Grèves : le service minimum de Nicolas Sarkozy

D'ordinaire omniprésent dans les médias, Nicolas Sarkozy se fait très discret depuis le premier jour de grève, mercredi 14 novembre 2007. Sa dernière intervention publique date de la veille du début du conflit le 13 novembre, c'était au parlement européen. Ce jour-là, le chef de l'Etat avait rappelé sa détermination à aller au bout des réformes. Mais depuis, plus rien. Il a bien rencontré les présidents des entreprises publiques concernées, ceux de la RATP et de la SNCF, mais la rencontre n'a donné lieu à aucune conférence de presse du chef de l'Etat, fait assez inhabituel pour être souligné.
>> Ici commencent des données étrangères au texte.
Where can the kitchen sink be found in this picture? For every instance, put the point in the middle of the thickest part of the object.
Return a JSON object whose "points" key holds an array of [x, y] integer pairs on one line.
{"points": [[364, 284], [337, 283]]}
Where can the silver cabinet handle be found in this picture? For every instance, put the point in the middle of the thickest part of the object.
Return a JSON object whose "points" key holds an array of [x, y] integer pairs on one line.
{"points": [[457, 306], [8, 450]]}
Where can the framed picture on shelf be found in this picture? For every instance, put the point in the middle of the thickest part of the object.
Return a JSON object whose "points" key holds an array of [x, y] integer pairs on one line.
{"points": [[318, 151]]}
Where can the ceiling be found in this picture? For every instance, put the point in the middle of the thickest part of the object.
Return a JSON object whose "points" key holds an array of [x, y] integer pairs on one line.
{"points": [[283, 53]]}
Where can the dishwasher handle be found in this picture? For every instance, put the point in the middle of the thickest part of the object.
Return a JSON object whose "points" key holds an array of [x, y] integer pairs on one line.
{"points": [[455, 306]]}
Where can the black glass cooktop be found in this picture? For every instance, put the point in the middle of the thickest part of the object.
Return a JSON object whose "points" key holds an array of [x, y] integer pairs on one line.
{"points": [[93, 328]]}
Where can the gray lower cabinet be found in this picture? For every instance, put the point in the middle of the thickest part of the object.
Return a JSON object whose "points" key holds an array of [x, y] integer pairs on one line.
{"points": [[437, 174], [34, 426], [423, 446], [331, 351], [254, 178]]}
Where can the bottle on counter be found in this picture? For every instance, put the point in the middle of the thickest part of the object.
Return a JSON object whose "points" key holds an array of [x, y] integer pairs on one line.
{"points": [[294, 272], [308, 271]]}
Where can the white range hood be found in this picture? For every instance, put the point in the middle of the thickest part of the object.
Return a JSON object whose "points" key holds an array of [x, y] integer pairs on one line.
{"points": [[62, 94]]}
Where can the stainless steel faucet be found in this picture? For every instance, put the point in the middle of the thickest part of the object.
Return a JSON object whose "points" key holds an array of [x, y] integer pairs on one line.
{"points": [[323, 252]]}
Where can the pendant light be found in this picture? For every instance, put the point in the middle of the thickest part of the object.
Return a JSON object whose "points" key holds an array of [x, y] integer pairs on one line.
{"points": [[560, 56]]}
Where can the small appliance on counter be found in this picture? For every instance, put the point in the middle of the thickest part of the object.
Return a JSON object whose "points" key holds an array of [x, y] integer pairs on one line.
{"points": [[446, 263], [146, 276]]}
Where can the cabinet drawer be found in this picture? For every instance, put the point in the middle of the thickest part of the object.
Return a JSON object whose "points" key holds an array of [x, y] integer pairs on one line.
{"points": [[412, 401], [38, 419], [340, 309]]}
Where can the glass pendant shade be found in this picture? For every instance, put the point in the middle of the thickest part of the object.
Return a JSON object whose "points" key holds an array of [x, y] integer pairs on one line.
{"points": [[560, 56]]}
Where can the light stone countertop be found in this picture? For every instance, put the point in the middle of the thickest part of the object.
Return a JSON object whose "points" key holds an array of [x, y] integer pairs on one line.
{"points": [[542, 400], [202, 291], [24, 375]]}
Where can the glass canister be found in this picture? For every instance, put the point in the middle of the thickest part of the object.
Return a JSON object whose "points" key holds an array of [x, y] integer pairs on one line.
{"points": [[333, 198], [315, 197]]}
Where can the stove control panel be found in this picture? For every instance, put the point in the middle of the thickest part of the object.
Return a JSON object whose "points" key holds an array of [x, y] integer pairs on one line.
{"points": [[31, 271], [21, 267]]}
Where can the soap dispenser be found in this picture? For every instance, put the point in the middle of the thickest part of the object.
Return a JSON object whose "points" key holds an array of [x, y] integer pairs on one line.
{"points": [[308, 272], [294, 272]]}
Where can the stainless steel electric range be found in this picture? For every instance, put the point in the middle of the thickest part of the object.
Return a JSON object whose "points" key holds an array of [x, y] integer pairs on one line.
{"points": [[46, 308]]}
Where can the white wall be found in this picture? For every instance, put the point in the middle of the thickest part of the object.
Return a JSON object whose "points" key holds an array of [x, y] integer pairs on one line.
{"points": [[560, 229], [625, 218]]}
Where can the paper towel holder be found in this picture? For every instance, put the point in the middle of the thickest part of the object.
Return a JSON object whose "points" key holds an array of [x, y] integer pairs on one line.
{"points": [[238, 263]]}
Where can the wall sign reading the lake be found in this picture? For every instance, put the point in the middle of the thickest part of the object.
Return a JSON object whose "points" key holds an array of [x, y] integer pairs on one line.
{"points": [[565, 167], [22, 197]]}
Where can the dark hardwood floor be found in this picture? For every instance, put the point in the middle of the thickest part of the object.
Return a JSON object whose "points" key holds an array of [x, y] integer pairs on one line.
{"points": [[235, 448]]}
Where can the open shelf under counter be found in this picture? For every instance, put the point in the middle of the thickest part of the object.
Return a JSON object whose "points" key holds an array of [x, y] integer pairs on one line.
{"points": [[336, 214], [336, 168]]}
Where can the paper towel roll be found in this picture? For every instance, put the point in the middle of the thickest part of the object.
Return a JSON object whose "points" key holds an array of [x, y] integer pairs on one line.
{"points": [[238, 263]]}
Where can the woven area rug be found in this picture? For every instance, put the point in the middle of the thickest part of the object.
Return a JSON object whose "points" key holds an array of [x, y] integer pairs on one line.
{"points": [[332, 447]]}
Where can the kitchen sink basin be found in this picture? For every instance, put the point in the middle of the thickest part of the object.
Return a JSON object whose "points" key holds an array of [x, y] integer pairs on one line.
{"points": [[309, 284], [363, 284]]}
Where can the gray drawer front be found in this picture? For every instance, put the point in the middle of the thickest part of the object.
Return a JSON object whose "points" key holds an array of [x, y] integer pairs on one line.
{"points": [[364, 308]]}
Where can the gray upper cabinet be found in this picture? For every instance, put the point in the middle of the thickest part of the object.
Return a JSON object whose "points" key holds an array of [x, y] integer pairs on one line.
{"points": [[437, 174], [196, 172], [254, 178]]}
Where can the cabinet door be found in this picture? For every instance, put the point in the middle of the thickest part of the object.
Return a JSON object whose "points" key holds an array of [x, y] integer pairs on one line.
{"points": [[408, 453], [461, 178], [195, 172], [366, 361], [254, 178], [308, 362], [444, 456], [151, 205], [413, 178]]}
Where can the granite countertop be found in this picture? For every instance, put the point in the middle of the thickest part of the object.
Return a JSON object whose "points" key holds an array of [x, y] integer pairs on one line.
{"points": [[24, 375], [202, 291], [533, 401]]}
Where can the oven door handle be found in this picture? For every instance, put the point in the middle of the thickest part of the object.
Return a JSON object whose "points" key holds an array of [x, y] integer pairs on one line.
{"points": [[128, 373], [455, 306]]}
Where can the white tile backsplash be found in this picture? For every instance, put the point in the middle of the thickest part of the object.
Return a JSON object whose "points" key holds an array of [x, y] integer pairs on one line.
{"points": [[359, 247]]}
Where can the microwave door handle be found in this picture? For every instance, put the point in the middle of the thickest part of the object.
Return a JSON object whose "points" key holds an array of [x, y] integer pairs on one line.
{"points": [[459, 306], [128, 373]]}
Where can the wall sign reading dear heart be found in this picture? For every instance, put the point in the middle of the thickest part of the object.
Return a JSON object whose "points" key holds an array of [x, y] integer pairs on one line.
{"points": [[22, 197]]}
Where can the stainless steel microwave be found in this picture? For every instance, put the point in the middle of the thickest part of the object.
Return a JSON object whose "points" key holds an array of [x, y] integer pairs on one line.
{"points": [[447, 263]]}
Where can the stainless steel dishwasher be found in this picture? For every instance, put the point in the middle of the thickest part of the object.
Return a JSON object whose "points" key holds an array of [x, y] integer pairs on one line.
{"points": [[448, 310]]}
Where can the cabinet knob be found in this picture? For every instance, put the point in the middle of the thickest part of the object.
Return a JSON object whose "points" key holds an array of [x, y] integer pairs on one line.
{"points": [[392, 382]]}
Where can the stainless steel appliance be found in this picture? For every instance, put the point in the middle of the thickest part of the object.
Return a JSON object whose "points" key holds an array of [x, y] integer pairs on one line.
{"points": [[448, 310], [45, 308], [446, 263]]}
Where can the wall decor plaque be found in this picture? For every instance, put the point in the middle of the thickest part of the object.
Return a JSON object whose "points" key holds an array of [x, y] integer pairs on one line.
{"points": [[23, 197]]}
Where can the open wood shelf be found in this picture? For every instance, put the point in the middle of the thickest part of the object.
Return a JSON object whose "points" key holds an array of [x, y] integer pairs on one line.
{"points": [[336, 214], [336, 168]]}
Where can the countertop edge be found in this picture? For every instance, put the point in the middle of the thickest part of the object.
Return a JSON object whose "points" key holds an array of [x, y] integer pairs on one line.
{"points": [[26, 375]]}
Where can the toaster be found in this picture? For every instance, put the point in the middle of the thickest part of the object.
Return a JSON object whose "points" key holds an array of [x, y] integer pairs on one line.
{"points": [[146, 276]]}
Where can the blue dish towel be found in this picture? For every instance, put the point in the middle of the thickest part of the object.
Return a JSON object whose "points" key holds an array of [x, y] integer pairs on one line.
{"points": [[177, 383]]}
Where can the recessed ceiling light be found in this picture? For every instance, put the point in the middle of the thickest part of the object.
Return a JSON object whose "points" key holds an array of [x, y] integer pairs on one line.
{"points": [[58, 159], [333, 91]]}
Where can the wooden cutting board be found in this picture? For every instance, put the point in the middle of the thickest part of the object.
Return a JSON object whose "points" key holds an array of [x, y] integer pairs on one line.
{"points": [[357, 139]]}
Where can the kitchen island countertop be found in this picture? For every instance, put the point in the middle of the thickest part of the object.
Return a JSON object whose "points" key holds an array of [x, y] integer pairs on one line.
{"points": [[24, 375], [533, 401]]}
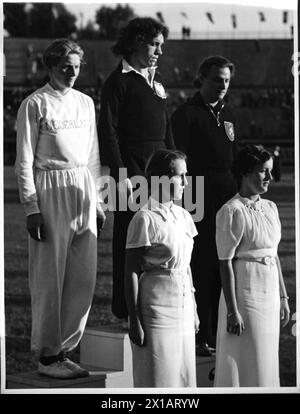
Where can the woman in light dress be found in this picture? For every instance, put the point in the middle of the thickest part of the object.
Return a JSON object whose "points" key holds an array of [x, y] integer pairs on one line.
{"points": [[253, 298], [158, 285]]}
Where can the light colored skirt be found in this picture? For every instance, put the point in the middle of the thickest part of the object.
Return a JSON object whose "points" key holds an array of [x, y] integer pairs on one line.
{"points": [[167, 309], [251, 359]]}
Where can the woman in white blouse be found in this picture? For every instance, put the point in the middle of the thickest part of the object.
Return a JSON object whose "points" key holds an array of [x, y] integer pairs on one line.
{"points": [[158, 285], [58, 171], [253, 298]]}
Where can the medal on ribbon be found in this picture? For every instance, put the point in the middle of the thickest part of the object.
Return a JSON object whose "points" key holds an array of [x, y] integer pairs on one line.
{"points": [[229, 129], [159, 90]]}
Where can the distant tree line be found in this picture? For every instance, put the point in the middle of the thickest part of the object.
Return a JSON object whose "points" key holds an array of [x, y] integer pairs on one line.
{"points": [[48, 20]]}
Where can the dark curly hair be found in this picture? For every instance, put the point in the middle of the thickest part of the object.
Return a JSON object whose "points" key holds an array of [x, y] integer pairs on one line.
{"points": [[247, 159], [139, 30], [59, 49], [161, 163], [207, 63]]}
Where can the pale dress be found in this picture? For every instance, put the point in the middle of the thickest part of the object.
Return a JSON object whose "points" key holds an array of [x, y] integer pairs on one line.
{"points": [[248, 231], [166, 298]]}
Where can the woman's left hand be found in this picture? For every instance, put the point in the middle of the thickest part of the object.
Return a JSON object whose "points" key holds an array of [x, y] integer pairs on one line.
{"points": [[197, 322], [284, 312], [100, 219]]}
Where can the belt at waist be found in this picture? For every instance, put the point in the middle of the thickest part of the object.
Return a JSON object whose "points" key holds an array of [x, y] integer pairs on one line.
{"points": [[267, 260], [59, 168]]}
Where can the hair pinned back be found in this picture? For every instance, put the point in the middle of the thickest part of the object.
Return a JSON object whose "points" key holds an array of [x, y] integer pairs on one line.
{"points": [[59, 49], [161, 163], [206, 65], [247, 159], [137, 31]]}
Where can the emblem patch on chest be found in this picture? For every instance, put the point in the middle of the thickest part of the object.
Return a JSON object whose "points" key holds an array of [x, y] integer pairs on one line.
{"points": [[159, 89], [229, 129]]}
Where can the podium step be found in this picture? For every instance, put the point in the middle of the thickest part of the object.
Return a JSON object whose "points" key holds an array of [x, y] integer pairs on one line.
{"points": [[204, 371], [106, 353], [99, 378], [108, 347]]}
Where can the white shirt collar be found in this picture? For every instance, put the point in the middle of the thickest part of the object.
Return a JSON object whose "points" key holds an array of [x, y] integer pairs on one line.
{"points": [[253, 204], [166, 210], [126, 68]]}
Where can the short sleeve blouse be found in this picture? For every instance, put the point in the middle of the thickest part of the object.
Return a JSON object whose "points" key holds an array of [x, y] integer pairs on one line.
{"points": [[247, 229], [166, 233]]}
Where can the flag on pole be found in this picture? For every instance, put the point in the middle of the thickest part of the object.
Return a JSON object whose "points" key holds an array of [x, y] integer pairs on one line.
{"points": [[233, 19], [209, 16], [160, 17]]}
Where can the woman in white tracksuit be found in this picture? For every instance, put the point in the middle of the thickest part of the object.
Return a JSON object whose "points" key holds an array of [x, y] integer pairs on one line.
{"points": [[58, 171]]}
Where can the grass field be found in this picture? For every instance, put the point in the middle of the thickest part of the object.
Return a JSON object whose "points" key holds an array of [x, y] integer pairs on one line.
{"points": [[17, 300]]}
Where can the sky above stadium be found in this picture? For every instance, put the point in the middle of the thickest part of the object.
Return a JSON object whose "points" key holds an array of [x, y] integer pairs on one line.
{"points": [[195, 15]]}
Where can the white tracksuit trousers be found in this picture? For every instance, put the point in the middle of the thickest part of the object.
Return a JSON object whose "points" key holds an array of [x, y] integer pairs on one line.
{"points": [[62, 268]]}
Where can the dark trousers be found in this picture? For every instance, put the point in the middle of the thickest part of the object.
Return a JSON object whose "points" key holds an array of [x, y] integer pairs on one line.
{"points": [[219, 188], [121, 223], [207, 282]]}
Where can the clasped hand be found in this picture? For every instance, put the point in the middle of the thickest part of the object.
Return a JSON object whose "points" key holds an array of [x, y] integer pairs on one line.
{"points": [[100, 219], [136, 332], [35, 226]]}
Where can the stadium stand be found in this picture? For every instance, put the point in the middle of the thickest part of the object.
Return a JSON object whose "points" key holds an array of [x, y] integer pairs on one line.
{"points": [[261, 91]]}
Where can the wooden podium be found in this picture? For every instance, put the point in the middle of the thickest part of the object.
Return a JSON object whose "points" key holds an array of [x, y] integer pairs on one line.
{"points": [[106, 352]]}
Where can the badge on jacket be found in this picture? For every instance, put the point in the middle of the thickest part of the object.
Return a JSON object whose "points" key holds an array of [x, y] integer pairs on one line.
{"points": [[229, 128], [160, 90]]}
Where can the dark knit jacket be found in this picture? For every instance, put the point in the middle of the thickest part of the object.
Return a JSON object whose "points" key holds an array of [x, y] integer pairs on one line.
{"points": [[133, 122], [202, 135]]}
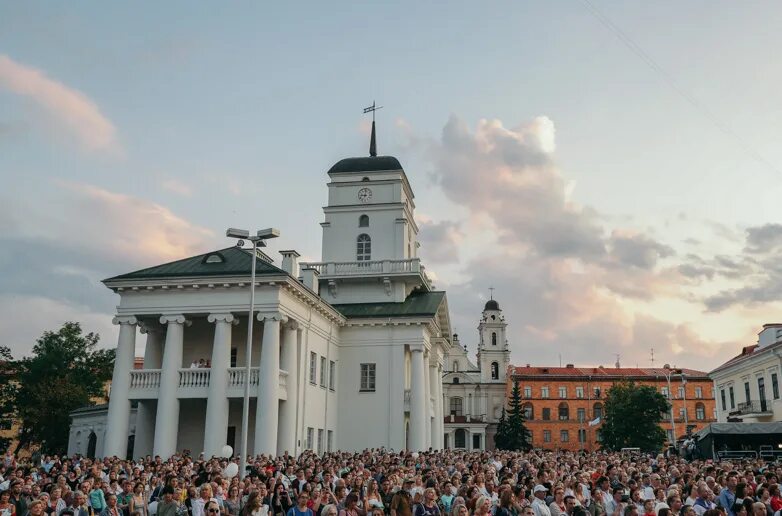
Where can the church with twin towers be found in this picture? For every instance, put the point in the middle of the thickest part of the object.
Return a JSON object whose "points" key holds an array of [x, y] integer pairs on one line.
{"points": [[353, 351]]}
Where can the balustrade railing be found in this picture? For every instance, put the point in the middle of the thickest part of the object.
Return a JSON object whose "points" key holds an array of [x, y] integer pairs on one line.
{"points": [[194, 377], [145, 379]]}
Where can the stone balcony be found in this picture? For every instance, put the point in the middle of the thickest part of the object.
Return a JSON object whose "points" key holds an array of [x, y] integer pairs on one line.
{"points": [[390, 268], [194, 383]]}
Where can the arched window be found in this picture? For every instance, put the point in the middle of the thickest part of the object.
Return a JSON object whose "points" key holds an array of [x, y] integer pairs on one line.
{"points": [[460, 438], [363, 248], [700, 411]]}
La mauvaise expérience du Guilvinec

Ce silence médiatique s'explique par la mauvaise expérience du Guilvinec. Le 6 novembre dernier, le président de la République s'est rendu en personne sur le port du Guilvinec pour discuter avec les marins pêcheurs en colère contre la hausse du prix des carburants. Nicolas Sarkozy avait essuyé des insultes et répondu à celles-ci par des propos assez inhabituels dans la bouche d'un président. A un manifestant qui avait hurlé "enculé", le président avait répondu "descends un peu venir le dire". Un peu plus tard dans la matinée, le président avait affirmé avec le sourire qu'il arrivait avec le beau temps. Un marin pêcheur a alors lancé en guise de boutade : "En Bretagne, il ne pleut que sur les cons", et Nicolas Sarkozy de lâcher "il doit pleuvoir souvent ici".
Si le président de la République aime ces confrontations de terrain, ces conseillers n'ont pas aimé la séquence où celui-ci a été quelque peu malmené à peu de frais. Cette sortie du président de la République n'était pas nécessaire.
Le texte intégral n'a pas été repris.